Pepe (AP)
Why did they scrawl the cross on his chest? Because from their point of view this was all part of their jihad against the “Crusaders.” From AP, :
NEW YORK — A former federal prison guard said he will tell a judge on Monday that he was stabbed in the eye and left for dead by a top aide to Usama bin Laden as the aide tried to escape prison in 2000.
“Now I’m going to kill him,” are the last words Louis Pepe says he heard before he was stabbed with a sharpened comb in an attack by Mamdouh Mahmud Salim, the alleged bin Laden associate, and an accomplice, Khalfan Khamis Mohamed.
Pepe, 46, said Sunday he plans to speak at Salim’s sentencing because he is outraged that Salim could face as little as 18 to 21 years in prison for an attack he says was more brutal than the government revealed.
“I hate to go, but I got to go,” said Pepe, who was left with limited vision and brain damage. “I thought that you wouldn’t have to see him no more.”
Salim still faces trial and a possible life sentence on conspiracy charges in the 1998 bombings of two U.S. embassies in Africa. The attacks killed 224 people, including 12 Americans.

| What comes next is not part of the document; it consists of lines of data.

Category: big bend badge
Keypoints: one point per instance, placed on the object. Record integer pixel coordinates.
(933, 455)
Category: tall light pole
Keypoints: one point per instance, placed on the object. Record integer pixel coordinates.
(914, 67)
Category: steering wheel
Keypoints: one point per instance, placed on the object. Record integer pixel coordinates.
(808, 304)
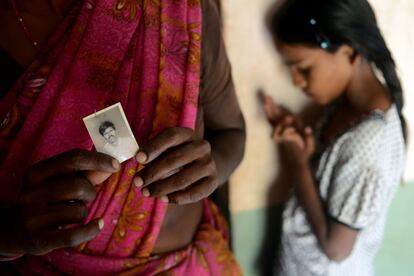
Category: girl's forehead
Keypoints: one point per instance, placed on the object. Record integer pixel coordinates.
(296, 53)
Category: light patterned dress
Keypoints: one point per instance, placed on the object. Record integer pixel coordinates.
(357, 176)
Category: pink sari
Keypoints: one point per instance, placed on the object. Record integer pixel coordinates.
(146, 55)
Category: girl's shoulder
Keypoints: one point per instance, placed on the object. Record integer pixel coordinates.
(376, 132)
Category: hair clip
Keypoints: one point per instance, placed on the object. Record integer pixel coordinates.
(321, 38)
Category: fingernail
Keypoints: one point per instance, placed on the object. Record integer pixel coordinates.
(115, 164)
(145, 192)
(101, 224)
(141, 157)
(138, 181)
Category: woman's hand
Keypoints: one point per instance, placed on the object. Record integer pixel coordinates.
(298, 147)
(54, 195)
(179, 167)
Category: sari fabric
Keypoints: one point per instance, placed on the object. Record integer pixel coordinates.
(146, 55)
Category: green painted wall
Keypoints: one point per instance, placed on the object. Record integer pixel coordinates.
(255, 235)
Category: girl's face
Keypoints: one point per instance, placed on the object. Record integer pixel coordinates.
(322, 75)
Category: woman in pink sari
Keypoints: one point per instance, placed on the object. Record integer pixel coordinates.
(71, 210)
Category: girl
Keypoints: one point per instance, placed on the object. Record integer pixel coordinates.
(346, 171)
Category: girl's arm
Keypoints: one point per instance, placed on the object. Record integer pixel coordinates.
(336, 240)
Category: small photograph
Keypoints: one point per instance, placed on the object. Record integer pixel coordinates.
(111, 133)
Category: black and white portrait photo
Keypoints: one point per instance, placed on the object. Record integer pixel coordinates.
(111, 133)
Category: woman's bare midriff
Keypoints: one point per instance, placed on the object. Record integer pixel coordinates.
(181, 222)
(179, 227)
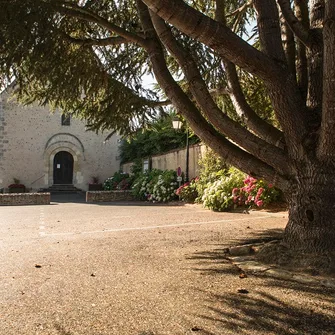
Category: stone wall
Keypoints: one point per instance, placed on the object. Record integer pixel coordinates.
(176, 158)
(108, 196)
(31, 136)
(16, 199)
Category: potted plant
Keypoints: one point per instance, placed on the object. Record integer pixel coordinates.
(17, 187)
(95, 185)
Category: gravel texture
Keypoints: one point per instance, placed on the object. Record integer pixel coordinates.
(98, 269)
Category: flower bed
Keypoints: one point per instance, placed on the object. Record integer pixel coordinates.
(19, 199)
(109, 196)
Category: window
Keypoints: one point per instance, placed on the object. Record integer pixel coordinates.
(65, 119)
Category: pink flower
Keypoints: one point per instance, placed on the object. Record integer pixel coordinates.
(235, 191)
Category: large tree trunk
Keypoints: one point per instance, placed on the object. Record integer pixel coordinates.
(311, 226)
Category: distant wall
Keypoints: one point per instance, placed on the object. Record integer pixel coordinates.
(176, 158)
(109, 196)
(16, 199)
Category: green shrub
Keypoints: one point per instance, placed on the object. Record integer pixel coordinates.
(188, 191)
(156, 185)
(119, 181)
(211, 168)
(218, 194)
(255, 193)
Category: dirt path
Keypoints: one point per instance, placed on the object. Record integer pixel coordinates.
(73, 268)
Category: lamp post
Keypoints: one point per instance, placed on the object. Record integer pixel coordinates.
(176, 124)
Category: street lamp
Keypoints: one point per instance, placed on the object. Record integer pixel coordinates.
(176, 124)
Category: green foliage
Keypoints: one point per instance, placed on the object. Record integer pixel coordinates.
(156, 185)
(157, 138)
(255, 193)
(119, 181)
(211, 168)
(188, 192)
(218, 194)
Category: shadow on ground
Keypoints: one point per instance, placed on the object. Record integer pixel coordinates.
(264, 313)
(274, 307)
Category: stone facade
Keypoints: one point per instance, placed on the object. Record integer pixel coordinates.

Mohamed is serving life after his conviction in the embassy bombings case, which included charges related to the stabbing.
In the interview Sunday with The Associated Press, Pepe sat in his wheelchair in a small room in the Queens house where he lives with his parents. A white cowboy hat signed by corrections officers he trained rested on a shelf above him.
Pepe said the government and Salim have combined to sanitize what happened on Nov. 1, 2000, portraying the assault as quick and almost entirely Salim’s doing after the guard failed to handcuff the inmates.
Pepe said he will tell the judge how he properly handcuffed the inmates before they slipped free, blinded him with hot sauce, beat him repeatedly and even tried to rape him before stabbing him to get his keys in a bid to free other suspected terrorists.
“Both of them did it, not just one,” Pepe said excitedly, his right eye wide open and a piece of gauze resting in the socket where the left eye used to be.
“They started, ‘Bam, bam, bam, bam!'” he said, shouting as he thrust his fist and arm down repeatedly in a re-enactment.
Pepe said the attack lasted an hour, rather than the 20 minutes that prison authorities maintain it took for help to arrive from less-isolated parts of Manhattan’s Metropolitan Correctional Center.
Prison authorities say a videotaping system didn’t function properly that day so it was impossible to verify how much time passed.
Pepe’s memory seems intact, though the brain damage he suffered leaves him with speech difficulties and an inability to read.
Pepe described how he resisted throughout the attack, even giving the inmates his house keys when they demanded his prison keys. He said the inmates scrawled the sign of the cross in his blood on his chest before they left him for dead.